The FI$Cal project is now a standalone department within state government, but its leader remains the same.
The Brown administration announced on Monday that Miriam Barcellona Ingenito has been appointed the director of the Department of FI$Cal. She has been the executive partner of the project since 2015.
The announcement came the same day as the governor announced he signed the 2016-17 state budget. The Brown administration proposed that the Financial Information System for California (FI$Cal) become its own department earlier this year, in part to adapt as it moves away from strictly being an IT project to becoming a service-oriented, customer-focused organization.
In May, Ingenito, told a State Senate budget subcommittee that FI$Cal is in a transition period right now, fulfilling departmental functions simultaneously alongside typical IT project functions, such as design and development.
FI$Cal is creating centralized financial platform for the state, streamlining 2,500 legacy financial systems used across more than 120 departments. Approved in 2005, the system was initially projected to cost $1.6 billion but later was revised down to $672 million. The current estimate is about $910 million.

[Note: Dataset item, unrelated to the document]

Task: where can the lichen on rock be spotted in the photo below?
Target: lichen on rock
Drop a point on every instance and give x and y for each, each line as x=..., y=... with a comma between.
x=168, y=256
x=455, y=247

Ingenito was chief deputy director at the California Department of Toxic Substances Control from 2013 to 2015, deputy secretary for environmental policy and community programs at the California Environmental Protection Agency from 2011 to 2013 and deputy director of legislation at the California Department of Finance from 2009 to 2011, according to the governor's office. She served as principal consultant for the California State Senate Committee on Appropriations from 2001 to 2009, assistant to the secretary for policy and program analysis at the California Resources Agency from 1999 to 2001 and fiscal and policy analyst in the California Legislative Analyst’s Office from 1997 to 1999.
Ingenito's position as the FI$Cal Department Director requires confirmation by the State Senate. Her salary is $166,596.